Stelt als algemene voorwaarde dat de veroordeelde zich voor het einde van de proeftijd niet schuldig maakt aan een strafbaar feit.
Stelt als bijzondere voorwaarden dat de veroordeelde gedurende de proeftijd:
- zich meldt bij de gecertificeerde instelling de Jeugdbescherming (Regio Amsterdam),
afdeling jeugdreclassering en zich daarna gedurende de proeftijd en op de door de
jeugdreclassering te bepalen tijdstippen zal blijven melden bij deze instelling, zo
frequent en zo lang die instelling dat noodzakelijk acht;
  • meewerkt aan de ambulante begeleiding vanuit Levvel, in de vorm van IFA-coaching, zolang de jeugdreclassering dit nodig acht;
  • meewerkt aan behandeling vanuit de Waag, zolang de jeugdreclassering dit nodig acht;
  • meewerkt aan het vinden en behouden van een dagbesteding in de vorm van een opleiding en/of werk, zolang de jeugdreclassering dit nodig acht.
Geeft opdracht aan de gecertificeerde instelling Jeugdbescherming Regio Amsterdam gevestigd te Amsterdam, tot het houden van toezicht op de naleving van voormelde bijzondere voorwaarden en de veroordeelde ten behoeve daarvan te begeleiden.
Stelt verder als voorwaarden dat de veroordeelde is gehouden om, ten behoeve van het vaststellen van zijn identiteit medewerking te verlenen aan het nemen van een of meer vingerafdrukken of een identiteitsbewijs als bedoeld in artikel 1 van de Wet op de identificatieplicht ter inzage aan te bieden en medewerking te verlenen aan het reclasseringstoezicht, bedoeld in artikel 77aa, eerste tot en met het vierde lid, van het Wetboek van Strafrecht, de medewerking aan huisbezoeken daaronder begrepen en het zich melden bij de reclasseringsinstelling zo vaak en zolang als de reclasseringsinstelling dit noodzakelijk acht.
Beveelt dat de gestelde voorwaarden en het op grond van artikel 77aa van het Wetboek van Strafrecht uit te oefenen toezicht,
dadelijk uitvoerbaarzijn.
Veroordeelt de verdachte tot het verrichten van
80 urentaakstraf in de vorm van een werkstraf, bij het niet of niet naar behoren verrichten daarvan te vervangen door 40 dagen jeugddetentie.
Gedeeltelijke toewijzing vordering benadeelde partij
Wijst toe de vordering tot vergoeding van de door de benadeelde partij
[benadeelde partij]geleden schade tot een bedrag van
€ 957,60(negenhonderdzesenvijftig euro en zestig eurocent), bestaande uit € 207,60 (tweehonderdzeven euro en zestig eurocent) voor de materiële en € 750,00 voor de immateriële schade, en veroordeelt de verdachte tot betaling van dit bedrag, vermeerderd met de wettelijke rente over dit bedrag vanaf 9 september 2022 tot aan de dag der algehele voldoening, aan [benadeelde partij] , voornoemd, tegen behoorlijk bewijs van kwijting.

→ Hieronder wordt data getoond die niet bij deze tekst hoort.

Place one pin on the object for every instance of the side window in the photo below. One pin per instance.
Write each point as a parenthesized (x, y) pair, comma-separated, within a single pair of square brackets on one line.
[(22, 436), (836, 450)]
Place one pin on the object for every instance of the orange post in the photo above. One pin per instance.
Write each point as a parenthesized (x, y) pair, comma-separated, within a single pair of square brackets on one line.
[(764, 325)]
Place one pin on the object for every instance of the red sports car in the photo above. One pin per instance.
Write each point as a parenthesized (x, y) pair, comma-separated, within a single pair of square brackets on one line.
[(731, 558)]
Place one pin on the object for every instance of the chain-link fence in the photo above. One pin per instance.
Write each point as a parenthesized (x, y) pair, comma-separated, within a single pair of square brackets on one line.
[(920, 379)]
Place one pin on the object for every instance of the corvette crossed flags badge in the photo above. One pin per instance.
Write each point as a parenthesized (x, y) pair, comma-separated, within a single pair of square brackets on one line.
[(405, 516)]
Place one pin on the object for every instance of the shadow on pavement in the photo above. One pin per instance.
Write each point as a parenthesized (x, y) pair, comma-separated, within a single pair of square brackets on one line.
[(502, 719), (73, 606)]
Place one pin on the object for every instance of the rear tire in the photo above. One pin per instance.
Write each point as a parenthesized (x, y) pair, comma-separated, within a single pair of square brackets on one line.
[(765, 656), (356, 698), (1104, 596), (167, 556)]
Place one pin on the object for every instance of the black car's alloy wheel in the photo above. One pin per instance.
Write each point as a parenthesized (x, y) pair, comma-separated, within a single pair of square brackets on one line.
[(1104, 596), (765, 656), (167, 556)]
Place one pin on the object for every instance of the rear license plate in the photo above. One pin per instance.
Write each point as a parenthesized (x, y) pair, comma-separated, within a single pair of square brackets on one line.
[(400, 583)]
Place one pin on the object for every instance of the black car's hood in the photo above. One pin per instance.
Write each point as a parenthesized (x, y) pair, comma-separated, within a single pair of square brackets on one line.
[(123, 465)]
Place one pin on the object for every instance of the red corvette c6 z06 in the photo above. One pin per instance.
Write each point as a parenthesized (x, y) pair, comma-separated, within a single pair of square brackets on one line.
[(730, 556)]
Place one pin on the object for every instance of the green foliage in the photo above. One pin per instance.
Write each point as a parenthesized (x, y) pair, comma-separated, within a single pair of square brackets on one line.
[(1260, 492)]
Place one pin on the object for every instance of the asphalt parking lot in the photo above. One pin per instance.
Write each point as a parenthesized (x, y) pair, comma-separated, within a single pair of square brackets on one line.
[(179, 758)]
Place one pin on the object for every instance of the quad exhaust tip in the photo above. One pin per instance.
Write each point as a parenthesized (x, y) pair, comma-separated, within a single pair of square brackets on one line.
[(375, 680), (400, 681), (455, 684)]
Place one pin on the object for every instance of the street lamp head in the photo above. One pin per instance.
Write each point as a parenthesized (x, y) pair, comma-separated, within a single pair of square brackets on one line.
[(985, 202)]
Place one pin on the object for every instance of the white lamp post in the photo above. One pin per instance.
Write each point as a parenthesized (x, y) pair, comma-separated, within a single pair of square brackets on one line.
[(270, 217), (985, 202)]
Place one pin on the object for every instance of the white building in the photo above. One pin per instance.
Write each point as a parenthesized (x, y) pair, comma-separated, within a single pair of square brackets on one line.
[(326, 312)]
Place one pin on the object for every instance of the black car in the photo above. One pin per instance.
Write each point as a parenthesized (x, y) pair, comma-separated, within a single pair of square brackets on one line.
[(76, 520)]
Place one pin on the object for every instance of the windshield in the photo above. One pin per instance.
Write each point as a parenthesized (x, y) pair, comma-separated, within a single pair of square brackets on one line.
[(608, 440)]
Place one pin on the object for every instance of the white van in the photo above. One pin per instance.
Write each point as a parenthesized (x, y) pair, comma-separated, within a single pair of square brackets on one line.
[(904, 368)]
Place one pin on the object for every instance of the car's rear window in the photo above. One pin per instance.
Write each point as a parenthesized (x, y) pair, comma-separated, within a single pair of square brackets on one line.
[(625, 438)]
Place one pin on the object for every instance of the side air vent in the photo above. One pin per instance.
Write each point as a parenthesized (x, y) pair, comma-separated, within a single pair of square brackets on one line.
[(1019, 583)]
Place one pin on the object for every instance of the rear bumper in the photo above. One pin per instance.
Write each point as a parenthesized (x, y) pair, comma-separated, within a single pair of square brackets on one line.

Veroordeelt de verdachte in de kosten door de benadeelde partij gemaakt, tot op heden begroot op € 55,44 (vijfenvijftig euro en vierenveertig eurocent), en in de kosten ten behoeve van de tenuitvoerlegging alsnog te maken.
Verklaart de benadeelde partij voor het overige niet-ontvankelijk in de vordering.
Schadevergoedingsmaatregel
Legt de verdachte als schadevergoedingsmaatregel ten behoeve van slachtoffer [benadeelde partij] de verplichting op tot betaling aan de Staat van een bedrag van
€ 957,60(negenhonderdzesenvijftig euro en zestig eurocent), vermeerderd met de wettelijke rente over dit bedrag vanaf 9 september 2022 tot aan de dag der algehele voldoening, bij gebreke van betaling of verhaal te vervangen door 0 dagen gijzeling.
Bepaalt dat betalingen aan de benadeelde partij in mindering strekken op de verplichting tot betaling aan de Staat en dat betalingen aan de Staat in mindering strekken op de verplichting tot betaling aan de benadeelde partij.
Beslissingen over voorlopige hechtenis
Heft op het reeds geschorste bevel tot voorlopige hechtenis van de verdachte.
Samenstelling rechtbank en uitspraakdatum
Dit vonnis is gewezen door
mr. F.A. Egter van Wissekerke, voorzitter,
mr. G.A.M. van Dijk en mr. N. Cuvelier, rechters, allen tevens kinderrechter,
in tegenwoordigheid van de griffier mr. S.B. Kuvel,
en uitgesproken op de openbare terechtzitting van 14 maart 2024.